Protecting Taxpayers’ Wallets Act of 2025
The Protecting Taxpayers’ Wallets Act of 2025 would create a new requirement in federal labor law for agencies to charge labor organizations (the exclusive representatives of federal employees) for the use of federal resources and the time their labor representatives spend on non-agency business. The bill defines how these charges are calculated, when they’re billed, and how they must be paid into the Treasury. It also sets up escalating enforcement actions that could ultimately terminate a labor organization’s status as the exclusive representative if fees remain unpaid. Additionally, the bill mandates routine oversight (biennial Inspector General reviews) to assess compliance. In short, the bill would shift the cost of union-related use of federal resources and union time from taxpayers to the labor organizations themselves, with penalties designed to progressively curtail union activity if payments are not made.
Key Points
- 1New fee regime (Sec. 7136): Agencies must bill each recognized labor organization a quarterly fee for the use of federal resources and union time spent on non-agency business. The fee equals the value of union time plus the value of agency resources provided for union use.

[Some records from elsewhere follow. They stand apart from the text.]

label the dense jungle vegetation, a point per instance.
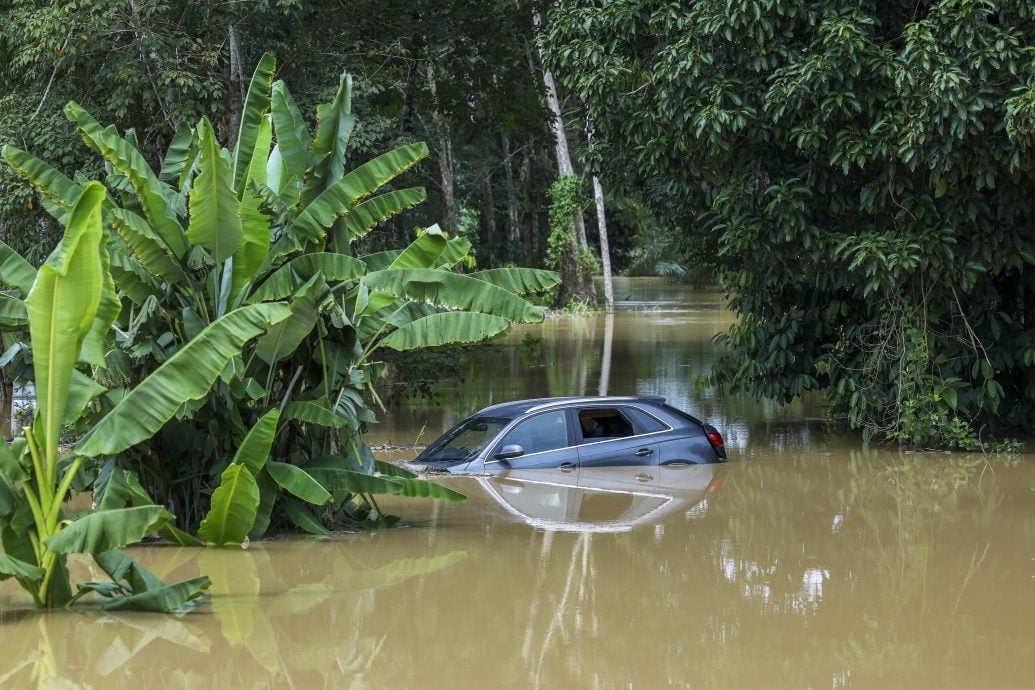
(857, 174)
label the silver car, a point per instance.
(573, 433)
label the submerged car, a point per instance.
(574, 432)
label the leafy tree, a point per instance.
(217, 232)
(865, 172)
(69, 306)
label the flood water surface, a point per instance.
(805, 562)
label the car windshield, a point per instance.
(466, 440)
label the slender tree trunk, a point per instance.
(445, 156)
(601, 223)
(609, 339)
(6, 405)
(530, 225)
(564, 167)
(237, 95)
(489, 222)
(513, 212)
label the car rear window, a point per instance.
(599, 423)
(646, 422)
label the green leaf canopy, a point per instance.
(186, 376)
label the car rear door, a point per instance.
(546, 442)
(608, 439)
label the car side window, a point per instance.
(542, 432)
(600, 424)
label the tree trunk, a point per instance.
(445, 156)
(6, 405)
(609, 340)
(564, 168)
(601, 223)
(530, 225)
(489, 223)
(238, 95)
(513, 211)
(584, 288)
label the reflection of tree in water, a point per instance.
(552, 623)
(909, 513)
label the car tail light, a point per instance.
(715, 439)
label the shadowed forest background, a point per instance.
(857, 175)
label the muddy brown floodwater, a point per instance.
(805, 562)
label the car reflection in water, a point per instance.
(602, 499)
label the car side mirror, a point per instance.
(508, 451)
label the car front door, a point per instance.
(609, 440)
(544, 440)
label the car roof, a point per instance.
(518, 408)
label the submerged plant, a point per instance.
(277, 440)
(69, 306)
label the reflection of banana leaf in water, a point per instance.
(306, 597)
(395, 572)
(236, 590)
(110, 641)
(121, 638)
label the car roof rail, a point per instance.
(602, 399)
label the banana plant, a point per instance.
(215, 232)
(70, 307)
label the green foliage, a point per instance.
(866, 171)
(240, 299)
(575, 265)
(66, 307)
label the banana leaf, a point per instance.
(334, 124)
(163, 600)
(292, 137)
(284, 338)
(297, 482)
(452, 290)
(157, 201)
(285, 280)
(367, 214)
(252, 253)
(233, 511)
(179, 155)
(519, 280)
(186, 376)
(147, 247)
(315, 414)
(95, 343)
(109, 530)
(257, 103)
(51, 182)
(302, 517)
(12, 313)
(10, 567)
(339, 481)
(254, 451)
(423, 251)
(121, 568)
(445, 328)
(338, 199)
(425, 489)
(15, 271)
(61, 307)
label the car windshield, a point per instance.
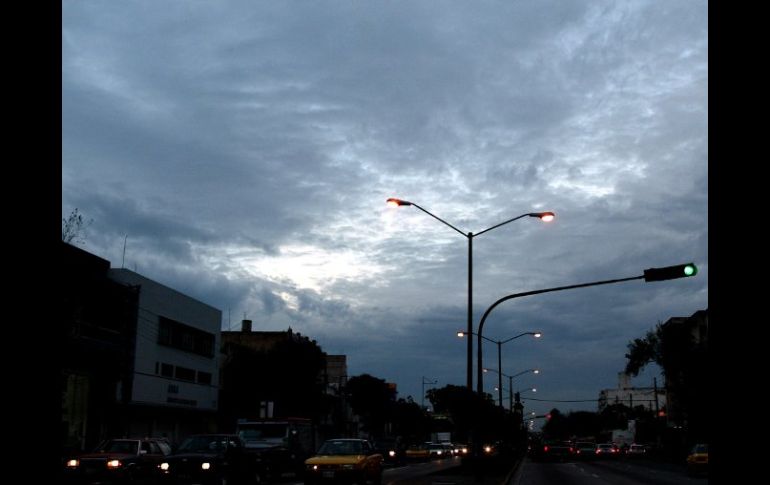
(119, 446)
(203, 444)
(341, 447)
(701, 449)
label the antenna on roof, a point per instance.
(123, 264)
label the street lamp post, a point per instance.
(650, 274)
(499, 358)
(429, 381)
(544, 216)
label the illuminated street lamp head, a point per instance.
(543, 216)
(393, 202)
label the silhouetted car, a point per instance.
(118, 461)
(344, 460)
(585, 450)
(636, 450)
(607, 450)
(418, 452)
(698, 459)
(554, 451)
(392, 450)
(438, 450)
(211, 459)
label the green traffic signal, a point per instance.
(670, 272)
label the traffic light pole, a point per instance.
(651, 274)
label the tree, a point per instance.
(470, 412)
(372, 399)
(73, 228)
(556, 427)
(684, 362)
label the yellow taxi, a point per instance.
(698, 459)
(344, 460)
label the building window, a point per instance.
(184, 337)
(185, 374)
(204, 378)
(167, 370)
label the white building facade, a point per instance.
(175, 380)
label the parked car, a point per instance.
(698, 459)
(344, 460)
(211, 459)
(118, 461)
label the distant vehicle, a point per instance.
(636, 450)
(280, 445)
(460, 449)
(211, 459)
(418, 452)
(118, 460)
(585, 450)
(698, 459)
(606, 450)
(438, 450)
(555, 451)
(344, 460)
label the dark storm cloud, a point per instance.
(244, 151)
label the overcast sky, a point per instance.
(244, 151)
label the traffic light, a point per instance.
(670, 272)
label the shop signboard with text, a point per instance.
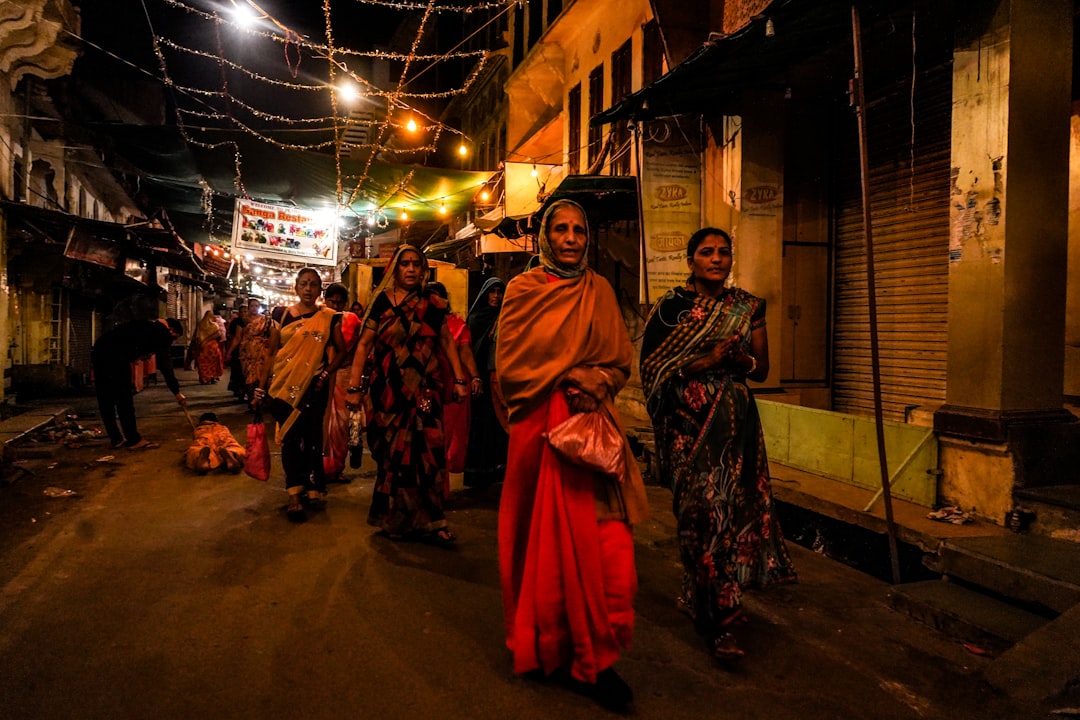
(284, 233)
(671, 207)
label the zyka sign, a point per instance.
(284, 233)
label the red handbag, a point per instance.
(592, 440)
(258, 449)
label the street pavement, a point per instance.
(158, 594)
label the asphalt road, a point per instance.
(154, 593)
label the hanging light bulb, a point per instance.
(348, 92)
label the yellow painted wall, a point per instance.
(1072, 288)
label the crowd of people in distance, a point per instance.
(483, 395)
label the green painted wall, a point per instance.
(844, 447)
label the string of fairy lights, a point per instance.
(207, 111)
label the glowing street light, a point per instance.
(244, 14)
(348, 92)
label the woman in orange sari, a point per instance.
(206, 349)
(404, 328)
(566, 548)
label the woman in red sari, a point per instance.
(404, 328)
(566, 549)
(456, 416)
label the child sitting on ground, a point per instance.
(213, 447)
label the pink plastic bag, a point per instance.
(258, 450)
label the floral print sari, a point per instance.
(710, 443)
(405, 430)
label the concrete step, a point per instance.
(1028, 570)
(1056, 510)
(966, 613)
(22, 425)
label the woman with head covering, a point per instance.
(404, 327)
(295, 385)
(336, 437)
(566, 549)
(701, 343)
(205, 350)
(486, 459)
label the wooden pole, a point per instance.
(860, 102)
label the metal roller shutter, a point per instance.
(910, 217)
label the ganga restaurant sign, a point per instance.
(284, 233)
(671, 208)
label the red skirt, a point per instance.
(568, 580)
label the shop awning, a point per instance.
(760, 55)
(604, 197)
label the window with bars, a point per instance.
(652, 53)
(621, 67)
(54, 341)
(574, 130)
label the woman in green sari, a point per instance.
(701, 344)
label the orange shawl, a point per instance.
(548, 327)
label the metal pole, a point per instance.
(638, 162)
(860, 100)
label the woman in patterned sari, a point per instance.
(701, 344)
(404, 327)
(566, 543)
(298, 388)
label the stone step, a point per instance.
(1055, 510)
(1028, 570)
(966, 614)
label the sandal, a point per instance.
(734, 616)
(443, 537)
(726, 649)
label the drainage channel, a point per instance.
(854, 546)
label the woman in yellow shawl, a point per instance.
(297, 391)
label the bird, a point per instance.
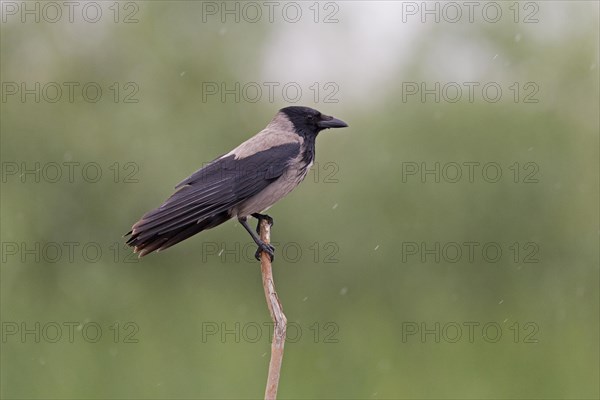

- 2Definitions and scope: Key terms include “agency resources provided for union use,” “union time,” “hourly rate of pay,” and “labor representative.” The definition of “labor organization” covers exclusive representatives under federal labor law and certain TSA-related arrangements.
- 3How fees are calculated and paid: Values are determined by the agency (for union time, using each labor representative’s hourly rate; for resources, using General Services Administration rates or market rates when GSA rates don’t apply). Payments are due within 60 days of notice, and the payment goes to the agency head to be transferred to the Treasury’s general fund. Notices must be sent within 30 days after each calendar quarter.
- 4Enforcement and penalties: If fees aren’t paid, penalties accrue at the interest rate, and within 90 days the agency can deny further union time; within 180 days it can terminate allotments for the labor organization and bar related activities; by 365 days the agency and labor organization are notified that 365 days have elapsed; by 380 days the authority would terminate the labor organization’s certification as the exclusive representative. A terminated labor organization cannot be re-certified unless all fees (including any increases) are paid.
- 5Compliance and oversight: Agencies must track union time using their time-and-attendance systems. Failure to record union time can be treated as a leave violation with limited avenues for challenge. The Inspector General must evaluate compliance every two years and report findings to Congress.